Washington reversal on Ten Commandments display seen as victory for religious liberty

.- District of Columbia officials announced Monday that a sculpture of the Ten Commandments, which was erected on private property across the street from the U.S. Supreme Court, does not need a permit after all.  This morning, religious leaders tied to the monument expressed their satisfaction over what they are calling a victory for religious liberty.
 
Officials with the D.C. Department of Transportation had said in a June 2nd letter, that the evangelical Christian group Faith and Action did not have permission to erect the three-foot, 850-pound granite sculpture and threatened the group with fines of $300 per day.

In spite of the threat, Faith and Action president, Rev. Robert Schenck, organized an official unveiling of the sculpture on June 3rd.  He contended that his group, which promotes public displays of the Ten Commandments, did not need a permit and that it was being singled out because of the display's religious nature.

Yesterday, the Washington Post reported that Lars Etzkorn, associate director of the office of public space management administration at the Transportation Department, sent a letter to the group, rescinding the earlier warning in view of the First Amendment.

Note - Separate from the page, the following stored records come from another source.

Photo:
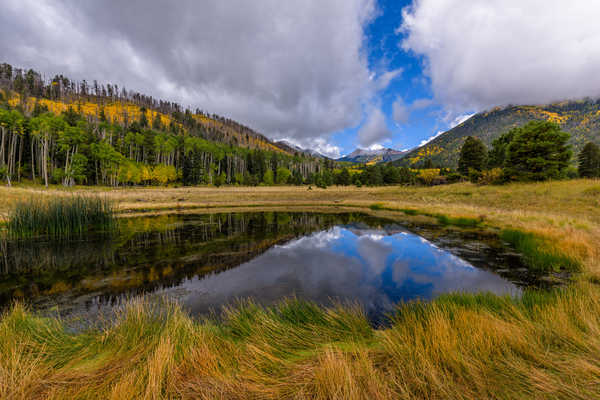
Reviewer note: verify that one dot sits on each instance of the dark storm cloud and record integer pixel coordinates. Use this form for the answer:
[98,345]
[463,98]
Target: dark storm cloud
[288,68]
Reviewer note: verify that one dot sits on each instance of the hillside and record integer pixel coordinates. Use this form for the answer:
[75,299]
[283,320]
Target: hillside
[58,130]
[579,118]
[367,156]
[117,105]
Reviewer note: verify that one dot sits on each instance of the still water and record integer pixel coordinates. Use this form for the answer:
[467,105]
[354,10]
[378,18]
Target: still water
[208,261]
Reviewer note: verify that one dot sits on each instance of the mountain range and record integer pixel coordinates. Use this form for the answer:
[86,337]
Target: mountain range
[372,156]
[580,118]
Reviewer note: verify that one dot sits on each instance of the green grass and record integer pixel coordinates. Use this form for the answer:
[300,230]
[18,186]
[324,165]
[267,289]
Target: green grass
[459,346]
[537,254]
[464,222]
[60,217]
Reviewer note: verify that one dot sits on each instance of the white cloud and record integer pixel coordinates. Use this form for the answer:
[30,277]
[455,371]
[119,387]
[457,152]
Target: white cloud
[420,104]
[460,119]
[374,129]
[495,52]
[286,68]
[375,147]
[327,149]
[400,111]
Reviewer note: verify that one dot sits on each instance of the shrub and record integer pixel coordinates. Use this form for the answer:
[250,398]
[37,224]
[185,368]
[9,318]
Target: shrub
[494,176]
[538,152]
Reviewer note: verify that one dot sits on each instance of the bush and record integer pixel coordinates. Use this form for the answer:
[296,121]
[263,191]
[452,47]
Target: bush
[494,176]
[474,175]
[538,152]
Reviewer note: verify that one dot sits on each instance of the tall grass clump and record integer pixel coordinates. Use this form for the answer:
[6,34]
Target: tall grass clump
[536,252]
[60,217]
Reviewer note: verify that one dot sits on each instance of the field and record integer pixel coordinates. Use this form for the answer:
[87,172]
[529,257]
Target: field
[544,345]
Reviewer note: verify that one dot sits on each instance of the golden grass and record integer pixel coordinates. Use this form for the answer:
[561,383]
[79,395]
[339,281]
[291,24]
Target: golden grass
[545,345]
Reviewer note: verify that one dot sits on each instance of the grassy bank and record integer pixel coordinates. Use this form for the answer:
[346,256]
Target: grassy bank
[460,346]
[543,345]
[59,217]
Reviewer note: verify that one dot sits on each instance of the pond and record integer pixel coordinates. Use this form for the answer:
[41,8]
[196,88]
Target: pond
[208,261]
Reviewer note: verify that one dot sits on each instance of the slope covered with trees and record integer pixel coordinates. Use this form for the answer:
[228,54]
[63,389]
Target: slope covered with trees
[62,131]
[581,119]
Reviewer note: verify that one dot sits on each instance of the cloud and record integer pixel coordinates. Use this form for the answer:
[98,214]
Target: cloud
[496,52]
[289,69]
[374,129]
[460,119]
[429,139]
[375,147]
[400,111]
[420,104]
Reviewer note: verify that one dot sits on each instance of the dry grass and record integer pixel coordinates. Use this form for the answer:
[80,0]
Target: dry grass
[545,345]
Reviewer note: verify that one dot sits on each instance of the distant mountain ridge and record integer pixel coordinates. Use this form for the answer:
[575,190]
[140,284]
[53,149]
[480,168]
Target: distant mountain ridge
[292,148]
[372,156]
[579,118]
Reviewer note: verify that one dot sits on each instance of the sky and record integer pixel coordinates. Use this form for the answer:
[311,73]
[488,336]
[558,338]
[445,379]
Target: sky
[331,75]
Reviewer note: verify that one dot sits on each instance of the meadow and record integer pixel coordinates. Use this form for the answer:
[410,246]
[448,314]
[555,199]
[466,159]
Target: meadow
[542,345]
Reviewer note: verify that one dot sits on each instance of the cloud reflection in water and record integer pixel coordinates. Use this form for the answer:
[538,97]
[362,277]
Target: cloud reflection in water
[371,266]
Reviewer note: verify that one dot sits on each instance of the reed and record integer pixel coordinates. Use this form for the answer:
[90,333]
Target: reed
[60,217]
[537,253]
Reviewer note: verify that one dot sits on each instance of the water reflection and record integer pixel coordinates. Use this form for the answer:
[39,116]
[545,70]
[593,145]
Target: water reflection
[207,261]
[374,267]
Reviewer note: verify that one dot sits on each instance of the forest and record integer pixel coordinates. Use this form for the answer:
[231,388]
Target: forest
[66,132]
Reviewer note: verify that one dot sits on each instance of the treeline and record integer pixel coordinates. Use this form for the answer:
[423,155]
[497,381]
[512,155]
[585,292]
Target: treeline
[69,148]
[29,83]
[536,151]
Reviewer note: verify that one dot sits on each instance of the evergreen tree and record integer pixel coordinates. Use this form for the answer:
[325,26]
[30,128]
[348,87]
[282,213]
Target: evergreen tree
[344,177]
[473,155]
[589,161]
[187,170]
[539,151]
[497,155]
[391,175]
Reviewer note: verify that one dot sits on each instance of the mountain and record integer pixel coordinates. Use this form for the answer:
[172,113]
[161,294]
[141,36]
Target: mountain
[292,148]
[27,89]
[579,118]
[368,156]
[63,131]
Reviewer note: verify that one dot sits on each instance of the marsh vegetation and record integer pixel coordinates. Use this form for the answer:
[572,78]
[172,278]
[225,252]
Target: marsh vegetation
[60,217]
[541,344]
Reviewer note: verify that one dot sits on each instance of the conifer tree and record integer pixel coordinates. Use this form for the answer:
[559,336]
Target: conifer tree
[473,155]
[589,161]
[539,151]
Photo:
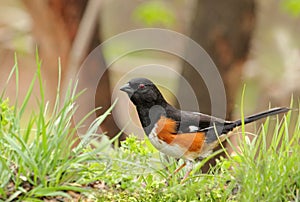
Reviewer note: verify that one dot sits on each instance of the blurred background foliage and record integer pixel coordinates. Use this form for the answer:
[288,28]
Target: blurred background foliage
[271,72]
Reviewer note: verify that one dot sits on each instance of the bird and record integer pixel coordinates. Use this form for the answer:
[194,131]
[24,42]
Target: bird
[181,134]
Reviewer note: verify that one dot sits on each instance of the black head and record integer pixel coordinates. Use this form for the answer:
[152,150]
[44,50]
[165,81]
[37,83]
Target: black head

Rev. Schenck said in a press release this morning, "We were shocked at how quickly the DC Government agreed to our position on our Ten Commandments display.”

The Reverend Patrick J. Mahoney, of the Christian Defense Coalition, said that the battle over the monument has significance in regards to the larger issue of religious liberty.  “We hope our refusal to remove the Ten Commandments, in spite of the threat of thousands of dollars in fines and loss of property, will serve as clear reminder that we must resist religious bigotry and discrimination on every level,” Rev. Mahoney said, “This is a victory not only for the faith community but for all Americans who cherish free speech and religious liberty."